Although the river slowly eroded the land over this period of time, the most drastic changes took place at the end of the last ice age when the Missoula Floods cut the steep, dramatic walls that exist today. The gorge provided a hydraulic dam which backed waters up for days before it drained. This quick erosion left many layers of volcanic rock exposed.

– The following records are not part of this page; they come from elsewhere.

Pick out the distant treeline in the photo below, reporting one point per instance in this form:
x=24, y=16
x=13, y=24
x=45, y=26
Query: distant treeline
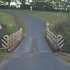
x=42, y=5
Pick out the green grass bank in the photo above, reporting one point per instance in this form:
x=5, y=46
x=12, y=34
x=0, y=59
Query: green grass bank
x=10, y=24
x=59, y=23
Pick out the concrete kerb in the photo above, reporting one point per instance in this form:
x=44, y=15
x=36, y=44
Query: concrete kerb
x=50, y=44
x=15, y=45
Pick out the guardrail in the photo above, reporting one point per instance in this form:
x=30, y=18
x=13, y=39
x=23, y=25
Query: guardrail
x=56, y=41
x=9, y=41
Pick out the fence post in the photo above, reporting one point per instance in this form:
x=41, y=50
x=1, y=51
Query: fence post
x=5, y=42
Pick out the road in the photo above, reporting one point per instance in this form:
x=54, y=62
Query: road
x=33, y=52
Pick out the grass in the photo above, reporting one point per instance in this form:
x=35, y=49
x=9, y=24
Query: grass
x=61, y=21
x=47, y=16
x=10, y=24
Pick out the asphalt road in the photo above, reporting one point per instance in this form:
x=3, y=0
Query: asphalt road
x=33, y=52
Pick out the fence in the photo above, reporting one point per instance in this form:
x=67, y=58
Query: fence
x=57, y=41
x=9, y=41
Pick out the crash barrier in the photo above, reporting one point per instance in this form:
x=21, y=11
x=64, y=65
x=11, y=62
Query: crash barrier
x=9, y=41
x=56, y=41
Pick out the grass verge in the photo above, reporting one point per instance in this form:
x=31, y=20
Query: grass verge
x=10, y=24
x=59, y=24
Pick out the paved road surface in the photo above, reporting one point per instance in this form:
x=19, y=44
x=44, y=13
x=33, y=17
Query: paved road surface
x=33, y=53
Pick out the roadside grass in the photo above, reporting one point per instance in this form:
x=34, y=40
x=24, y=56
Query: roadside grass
x=50, y=17
x=59, y=24
x=10, y=24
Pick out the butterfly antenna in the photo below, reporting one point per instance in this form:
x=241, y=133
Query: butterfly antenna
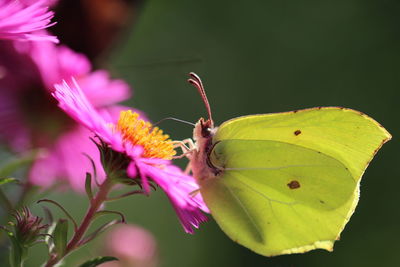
x=196, y=81
x=174, y=119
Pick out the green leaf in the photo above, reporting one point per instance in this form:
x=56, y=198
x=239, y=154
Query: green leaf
x=88, y=186
x=97, y=261
x=60, y=236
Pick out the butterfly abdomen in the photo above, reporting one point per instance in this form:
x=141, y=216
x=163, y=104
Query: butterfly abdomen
x=201, y=167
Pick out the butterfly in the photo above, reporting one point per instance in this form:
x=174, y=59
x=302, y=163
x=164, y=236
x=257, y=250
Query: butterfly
x=283, y=183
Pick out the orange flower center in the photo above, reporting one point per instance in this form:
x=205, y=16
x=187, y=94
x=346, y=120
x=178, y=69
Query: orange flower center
x=155, y=143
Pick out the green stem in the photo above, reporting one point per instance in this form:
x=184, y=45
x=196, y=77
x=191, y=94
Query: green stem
x=6, y=202
x=95, y=204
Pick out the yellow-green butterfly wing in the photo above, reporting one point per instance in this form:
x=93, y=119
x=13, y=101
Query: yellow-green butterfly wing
x=289, y=182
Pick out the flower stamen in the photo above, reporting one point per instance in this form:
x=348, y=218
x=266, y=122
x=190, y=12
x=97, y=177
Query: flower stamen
x=155, y=143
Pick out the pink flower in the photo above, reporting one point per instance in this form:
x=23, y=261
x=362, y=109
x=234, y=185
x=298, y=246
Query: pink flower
x=132, y=245
x=30, y=118
x=149, y=152
x=20, y=20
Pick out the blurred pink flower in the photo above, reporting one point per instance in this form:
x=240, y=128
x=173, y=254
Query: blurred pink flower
x=132, y=245
x=26, y=20
x=30, y=118
x=146, y=147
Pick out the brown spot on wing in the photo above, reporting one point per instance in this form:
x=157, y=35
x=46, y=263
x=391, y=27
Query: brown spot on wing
x=297, y=132
x=293, y=184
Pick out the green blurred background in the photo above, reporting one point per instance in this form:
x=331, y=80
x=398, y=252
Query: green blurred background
x=261, y=57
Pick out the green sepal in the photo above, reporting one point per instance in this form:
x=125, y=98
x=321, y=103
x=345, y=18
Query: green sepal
x=60, y=236
x=18, y=252
x=97, y=261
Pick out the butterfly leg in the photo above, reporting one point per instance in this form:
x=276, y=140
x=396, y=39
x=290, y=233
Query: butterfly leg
x=186, y=145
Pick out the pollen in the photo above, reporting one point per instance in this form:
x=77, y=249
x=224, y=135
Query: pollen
x=155, y=143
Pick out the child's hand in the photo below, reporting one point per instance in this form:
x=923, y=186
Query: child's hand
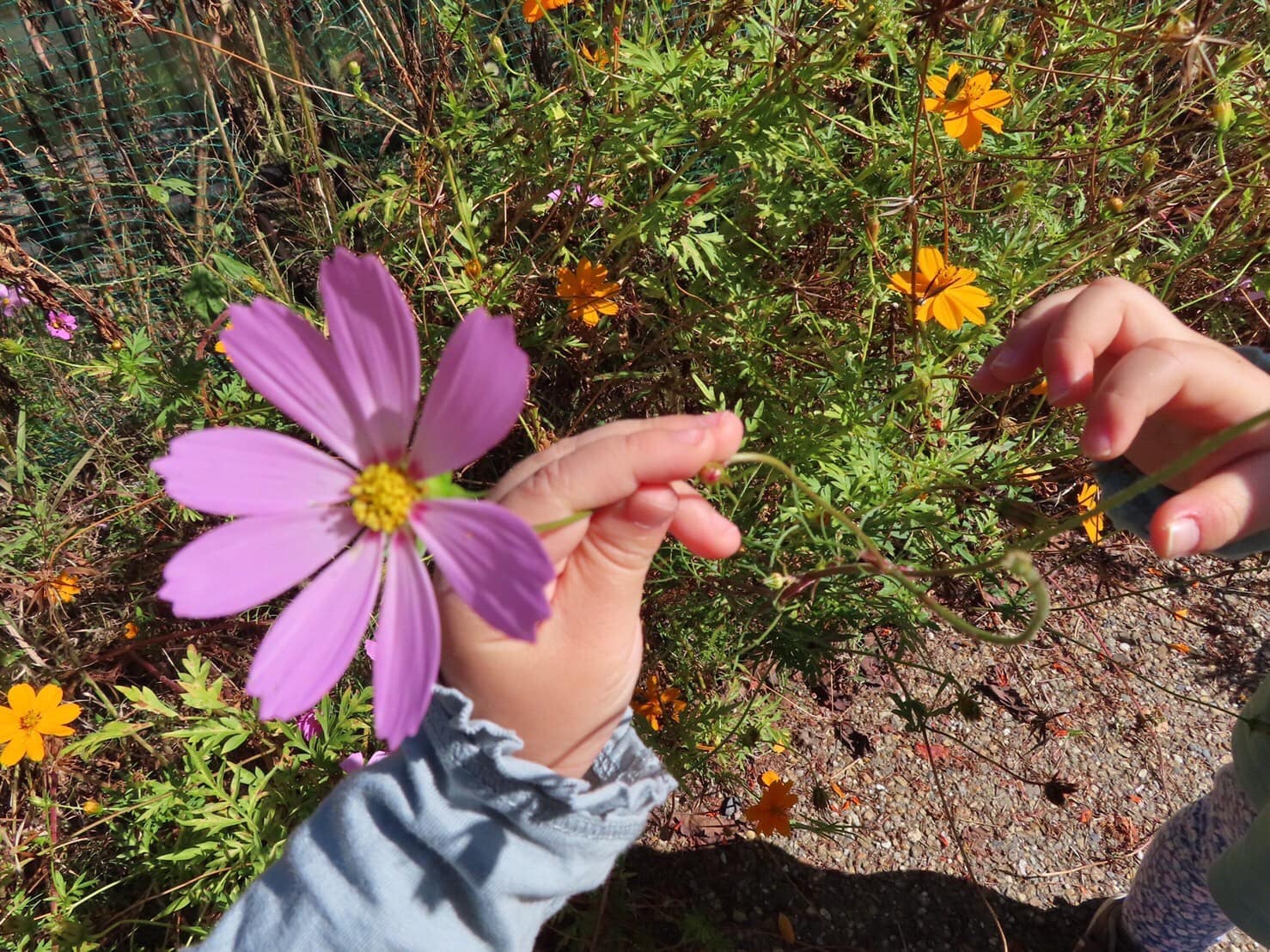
x=1153, y=388
x=565, y=693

===Touchet-like formation===
Lake Condon backflooded into the Umatilla and John Day River Valleys. In these relatively calm arms of the lake, the slackwaters were thick with suspended materials eroded from the scablands above. Some of the suspended materials settled out, creating thick sediment layers which are found throughout these valleys. These sediment layers are part of the Touchet Formation.

===Glacial erratics===

The maximum elevation of the flood, as established by other indications, is confirmed by glacial erratics, which were stranded on the slopes up the John Day and Umatilla river valleys and other elevated regions in the mid-Columbia at elevations of up to 1200 feet (366m) above sea level.